Ukraine’s Verkhovna Rada has adopted bill No. 2493on joint stock companies, which proposes to allow companies to choose a corporate governance model and, along with the current two-tier corporate governance system, introduces a single-level one.
An Interfax-Ukraine correspondent reported that the bill at first reading was supported by 270 MPs with the required 226 supportive votes.
“This law brings the legislation into line with the requirements of reality. The general meetings are being improved: it is envisaged that they can be held in electronic form. A corporate affairs adviser is being introduced to help shareholders. The legal status of the corporate secretary has been settled. Today he or she may be appointed by the supervisory board of the company, but his or her status is not regulated,” Head of the parliamentary committee on finance, tax and customs policy Danylo Hetmantsev said from the rostrum of the parliament.
At the same time, one of the main innovations of the bill is to strengthen the protection of minority shareholders, one of the authors of the bill, MP from the Servant of the People parliamentary faction Roksolana Pidlasa said.
“Today, the majority of the rights of the world’s shareholders appear only if the share of their stockholding reaches 10%,” she said.

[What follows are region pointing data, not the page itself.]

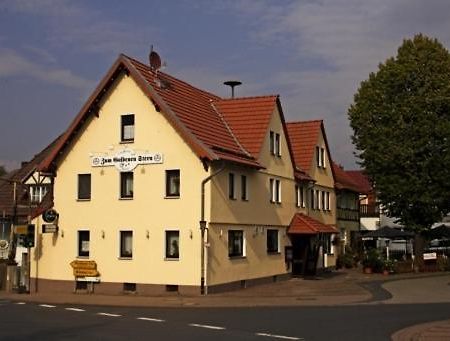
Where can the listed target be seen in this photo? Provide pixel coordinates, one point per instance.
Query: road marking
(75, 309)
(279, 336)
(206, 326)
(108, 314)
(150, 319)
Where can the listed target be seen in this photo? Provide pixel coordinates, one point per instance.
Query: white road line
(150, 319)
(75, 309)
(108, 314)
(206, 326)
(279, 336)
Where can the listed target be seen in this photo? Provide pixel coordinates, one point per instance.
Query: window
(272, 241)
(126, 244)
(236, 243)
(275, 191)
(37, 193)
(83, 243)
(277, 145)
(272, 142)
(231, 193)
(320, 157)
(126, 185)
(302, 196)
(172, 244)
(173, 183)
(244, 195)
(84, 186)
(127, 128)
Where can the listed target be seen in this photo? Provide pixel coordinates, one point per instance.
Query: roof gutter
(203, 229)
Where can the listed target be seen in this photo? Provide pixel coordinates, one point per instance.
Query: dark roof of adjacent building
(19, 176)
(303, 224)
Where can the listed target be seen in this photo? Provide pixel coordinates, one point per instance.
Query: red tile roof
(248, 118)
(360, 178)
(190, 111)
(303, 224)
(344, 181)
(304, 137)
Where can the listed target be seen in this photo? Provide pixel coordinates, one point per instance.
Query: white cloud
(12, 64)
(71, 25)
(348, 39)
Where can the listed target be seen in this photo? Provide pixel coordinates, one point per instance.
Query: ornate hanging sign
(126, 160)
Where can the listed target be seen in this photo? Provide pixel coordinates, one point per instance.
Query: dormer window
(127, 128)
(320, 157)
(275, 148)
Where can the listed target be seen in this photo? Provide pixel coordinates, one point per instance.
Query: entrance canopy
(389, 233)
(302, 224)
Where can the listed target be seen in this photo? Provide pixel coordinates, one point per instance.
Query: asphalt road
(32, 321)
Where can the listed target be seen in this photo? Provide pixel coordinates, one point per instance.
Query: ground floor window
(172, 244)
(272, 241)
(236, 243)
(126, 244)
(83, 243)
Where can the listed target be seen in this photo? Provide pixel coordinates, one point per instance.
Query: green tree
(401, 123)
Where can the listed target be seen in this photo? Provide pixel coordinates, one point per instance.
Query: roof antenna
(154, 59)
(232, 84)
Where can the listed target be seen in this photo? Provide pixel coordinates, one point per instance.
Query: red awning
(302, 224)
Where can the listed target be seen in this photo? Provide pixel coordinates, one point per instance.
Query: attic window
(320, 157)
(127, 128)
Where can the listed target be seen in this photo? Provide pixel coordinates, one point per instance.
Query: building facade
(160, 186)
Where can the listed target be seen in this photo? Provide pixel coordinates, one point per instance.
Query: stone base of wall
(109, 288)
(246, 283)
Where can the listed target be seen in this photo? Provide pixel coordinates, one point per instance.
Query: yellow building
(160, 186)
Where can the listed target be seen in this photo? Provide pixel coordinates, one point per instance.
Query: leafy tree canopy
(401, 123)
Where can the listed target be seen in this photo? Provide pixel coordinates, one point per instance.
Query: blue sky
(312, 53)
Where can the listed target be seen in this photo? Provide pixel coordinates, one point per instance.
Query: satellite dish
(155, 60)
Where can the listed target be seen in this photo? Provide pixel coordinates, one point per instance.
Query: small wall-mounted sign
(50, 216)
(126, 160)
(49, 228)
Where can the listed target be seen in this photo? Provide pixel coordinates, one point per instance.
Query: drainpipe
(203, 228)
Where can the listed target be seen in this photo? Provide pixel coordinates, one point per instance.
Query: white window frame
(244, 189)
(278, 241)
(244, 254)
(121, 255)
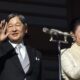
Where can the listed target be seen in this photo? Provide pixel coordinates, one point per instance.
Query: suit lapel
(13, 55)
(31, 59)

According to the explanatory note to the bill, the bill also brings the rules on the representation of shareholders in accordance with EU law, in particular, Directive 2007/36/EC of the European Parliament and of the Council of July 11, 2007 on the exercise of certain rights of shareholders in listed companies, and also harmonizes legislation on mergers, acquisitions and divisions of JSC with Directive 2017/1132/EC.